問82 ニューラルネットワークの学習に用いられるバックプロパゲーションで行われていることはどれか。

選択肢

  • 各ノードの重みを調整して,誤差を小さくする。
  • 各ノードの重みを調整して,最適な活性化関数を選択する。
  • ノードの数を変更して,誤差を小さくする。
  • ノードの数を変更して,処理速度を高める。

解説

正解:

概要

この問題は,ニューラルネットワークの学習で使われるバックプロパゲーション(誤差逆伝播法)の動作を問うものです。深層学習の基本的な学習メカニズムを正しく理解することがポイントです。

正解の理由

バックプロパゲーション(誤差逆伝播法)は,ニューラルネットワークの出力と正解の差(誤差)を,出力層から入力層の方向に逆向きに伝播させながら,各ノード間の結合の重みを調整して誤差を小さくする学習アルゴリズムです。アが正解です。

各選択肢の解説

ア(〇): 各ノードの重みを調整して誤差を小さくすることが,バックプロパゲーションの動作です。

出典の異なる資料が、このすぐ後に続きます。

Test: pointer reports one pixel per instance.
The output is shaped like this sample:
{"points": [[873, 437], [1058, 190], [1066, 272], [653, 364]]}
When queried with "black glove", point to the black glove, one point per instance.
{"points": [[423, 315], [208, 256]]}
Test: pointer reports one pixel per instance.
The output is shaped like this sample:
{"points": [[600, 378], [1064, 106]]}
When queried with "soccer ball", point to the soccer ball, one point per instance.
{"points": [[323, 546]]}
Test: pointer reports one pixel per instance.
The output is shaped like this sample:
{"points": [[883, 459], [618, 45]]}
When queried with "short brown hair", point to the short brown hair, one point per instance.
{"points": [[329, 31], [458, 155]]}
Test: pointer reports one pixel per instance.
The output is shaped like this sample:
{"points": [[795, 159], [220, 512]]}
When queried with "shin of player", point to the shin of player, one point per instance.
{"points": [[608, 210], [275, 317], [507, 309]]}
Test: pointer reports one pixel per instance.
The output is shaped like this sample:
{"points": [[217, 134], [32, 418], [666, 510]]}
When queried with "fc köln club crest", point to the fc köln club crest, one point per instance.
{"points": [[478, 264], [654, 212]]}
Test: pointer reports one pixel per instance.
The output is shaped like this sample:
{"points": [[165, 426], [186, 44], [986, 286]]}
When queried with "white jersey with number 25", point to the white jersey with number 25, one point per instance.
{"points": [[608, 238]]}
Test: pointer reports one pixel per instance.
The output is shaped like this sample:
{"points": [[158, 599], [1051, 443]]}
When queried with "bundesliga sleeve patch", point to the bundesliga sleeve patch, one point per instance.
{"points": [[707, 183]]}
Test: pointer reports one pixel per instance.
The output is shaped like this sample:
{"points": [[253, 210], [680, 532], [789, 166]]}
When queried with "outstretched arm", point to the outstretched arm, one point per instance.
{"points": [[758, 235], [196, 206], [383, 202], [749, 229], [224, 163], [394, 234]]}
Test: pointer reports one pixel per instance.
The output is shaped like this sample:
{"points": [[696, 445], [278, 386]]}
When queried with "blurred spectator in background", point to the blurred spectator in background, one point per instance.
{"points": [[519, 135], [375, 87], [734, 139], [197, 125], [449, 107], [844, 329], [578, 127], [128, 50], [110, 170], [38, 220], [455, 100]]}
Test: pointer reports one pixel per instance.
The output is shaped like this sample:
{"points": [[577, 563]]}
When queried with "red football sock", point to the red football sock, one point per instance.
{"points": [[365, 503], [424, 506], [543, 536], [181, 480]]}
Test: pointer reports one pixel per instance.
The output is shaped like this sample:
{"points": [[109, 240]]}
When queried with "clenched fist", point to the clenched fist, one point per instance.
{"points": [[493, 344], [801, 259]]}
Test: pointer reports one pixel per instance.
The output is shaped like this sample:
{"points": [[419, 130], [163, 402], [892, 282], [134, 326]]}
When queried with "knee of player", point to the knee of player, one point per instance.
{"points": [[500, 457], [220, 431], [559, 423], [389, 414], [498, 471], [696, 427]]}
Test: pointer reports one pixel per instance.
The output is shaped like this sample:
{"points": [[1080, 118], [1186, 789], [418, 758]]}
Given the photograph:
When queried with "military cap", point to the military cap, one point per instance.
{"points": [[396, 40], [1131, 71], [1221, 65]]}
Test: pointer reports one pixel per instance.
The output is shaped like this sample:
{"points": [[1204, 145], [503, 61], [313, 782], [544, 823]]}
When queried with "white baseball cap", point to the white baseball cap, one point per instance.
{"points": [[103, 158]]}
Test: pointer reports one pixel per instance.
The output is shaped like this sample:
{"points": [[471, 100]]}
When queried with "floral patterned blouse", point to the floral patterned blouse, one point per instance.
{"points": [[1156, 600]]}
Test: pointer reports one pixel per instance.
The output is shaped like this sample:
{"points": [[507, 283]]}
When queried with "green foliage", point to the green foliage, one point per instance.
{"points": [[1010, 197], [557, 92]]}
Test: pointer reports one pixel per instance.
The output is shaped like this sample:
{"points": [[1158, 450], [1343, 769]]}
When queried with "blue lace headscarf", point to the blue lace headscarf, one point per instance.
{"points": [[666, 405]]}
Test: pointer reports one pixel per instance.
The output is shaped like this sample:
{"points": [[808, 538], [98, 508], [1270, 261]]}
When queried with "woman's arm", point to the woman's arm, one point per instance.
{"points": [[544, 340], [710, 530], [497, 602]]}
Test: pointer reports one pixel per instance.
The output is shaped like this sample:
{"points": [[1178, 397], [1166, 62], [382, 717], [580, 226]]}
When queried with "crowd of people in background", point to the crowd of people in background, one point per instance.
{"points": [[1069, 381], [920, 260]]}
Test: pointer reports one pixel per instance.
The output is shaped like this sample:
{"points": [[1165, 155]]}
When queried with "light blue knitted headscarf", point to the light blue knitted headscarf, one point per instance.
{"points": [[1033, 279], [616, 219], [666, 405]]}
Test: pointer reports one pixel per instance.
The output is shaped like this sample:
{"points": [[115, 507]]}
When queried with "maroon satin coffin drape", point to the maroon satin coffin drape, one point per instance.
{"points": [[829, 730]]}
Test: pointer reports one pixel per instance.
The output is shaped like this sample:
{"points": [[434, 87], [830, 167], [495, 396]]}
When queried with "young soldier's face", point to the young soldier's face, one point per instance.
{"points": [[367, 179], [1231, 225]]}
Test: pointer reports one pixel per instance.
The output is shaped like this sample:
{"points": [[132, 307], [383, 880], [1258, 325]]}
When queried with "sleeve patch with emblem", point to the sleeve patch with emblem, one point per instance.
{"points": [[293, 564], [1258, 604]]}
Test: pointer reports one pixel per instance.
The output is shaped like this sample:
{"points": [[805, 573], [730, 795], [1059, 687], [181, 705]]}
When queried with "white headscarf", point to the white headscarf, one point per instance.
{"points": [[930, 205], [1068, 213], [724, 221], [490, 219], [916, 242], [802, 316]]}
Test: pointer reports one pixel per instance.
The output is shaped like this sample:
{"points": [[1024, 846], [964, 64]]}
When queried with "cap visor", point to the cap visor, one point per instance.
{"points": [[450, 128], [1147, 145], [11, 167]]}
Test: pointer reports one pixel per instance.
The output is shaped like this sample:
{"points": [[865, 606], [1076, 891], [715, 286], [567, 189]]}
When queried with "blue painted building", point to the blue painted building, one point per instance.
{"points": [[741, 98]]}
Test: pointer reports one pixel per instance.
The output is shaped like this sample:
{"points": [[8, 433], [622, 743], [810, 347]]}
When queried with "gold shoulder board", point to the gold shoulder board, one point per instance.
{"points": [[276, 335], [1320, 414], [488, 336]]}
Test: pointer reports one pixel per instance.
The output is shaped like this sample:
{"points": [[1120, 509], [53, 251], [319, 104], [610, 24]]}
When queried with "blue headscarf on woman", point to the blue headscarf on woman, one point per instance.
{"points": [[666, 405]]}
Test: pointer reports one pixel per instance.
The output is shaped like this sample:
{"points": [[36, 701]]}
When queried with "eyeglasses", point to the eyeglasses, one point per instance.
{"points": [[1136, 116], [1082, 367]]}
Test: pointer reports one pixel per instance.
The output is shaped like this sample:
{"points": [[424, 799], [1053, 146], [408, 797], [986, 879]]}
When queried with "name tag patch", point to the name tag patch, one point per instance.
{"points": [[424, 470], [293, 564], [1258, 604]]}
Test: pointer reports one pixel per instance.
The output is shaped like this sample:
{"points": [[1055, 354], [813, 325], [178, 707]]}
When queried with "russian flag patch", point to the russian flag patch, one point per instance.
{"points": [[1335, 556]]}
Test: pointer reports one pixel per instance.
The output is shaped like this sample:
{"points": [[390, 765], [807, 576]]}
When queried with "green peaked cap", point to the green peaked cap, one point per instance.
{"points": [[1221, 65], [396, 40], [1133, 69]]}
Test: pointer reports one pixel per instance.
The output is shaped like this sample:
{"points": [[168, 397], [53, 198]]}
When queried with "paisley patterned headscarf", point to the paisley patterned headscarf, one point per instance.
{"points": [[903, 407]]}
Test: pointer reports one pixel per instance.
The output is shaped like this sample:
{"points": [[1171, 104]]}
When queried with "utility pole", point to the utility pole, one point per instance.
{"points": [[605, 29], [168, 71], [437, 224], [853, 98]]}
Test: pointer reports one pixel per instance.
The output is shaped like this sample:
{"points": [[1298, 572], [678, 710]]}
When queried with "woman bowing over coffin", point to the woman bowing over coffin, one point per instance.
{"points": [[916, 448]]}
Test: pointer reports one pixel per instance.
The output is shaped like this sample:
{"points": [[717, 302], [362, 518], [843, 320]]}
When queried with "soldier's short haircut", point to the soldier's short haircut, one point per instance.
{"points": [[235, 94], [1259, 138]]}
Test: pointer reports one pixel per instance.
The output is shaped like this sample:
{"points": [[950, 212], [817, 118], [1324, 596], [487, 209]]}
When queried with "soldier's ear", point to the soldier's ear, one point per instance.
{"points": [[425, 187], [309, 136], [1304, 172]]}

イ(×): バックプロパゲーションは活性化関数の選択を行うものではありません。活性化関数はネットワーク設計時に決定します。

ウ(×): ノードの数の変更はネットワーク構造の変更(アーキテクチャ設計)であり,学習アルゴリズムの動作ではありません。

エ(×): ノードの数の変更によって処理速度を高めることはバックプロパゲーションの動作ではありません。

ポイント

バックプロパゲーションは,勾配降下法とセットで使われます。誤差を最小化するために,勾配(誤差の各重みに対する偏微分値)を計算し,重みを更新します。この反復処理によりニューラルネットワークが学習します。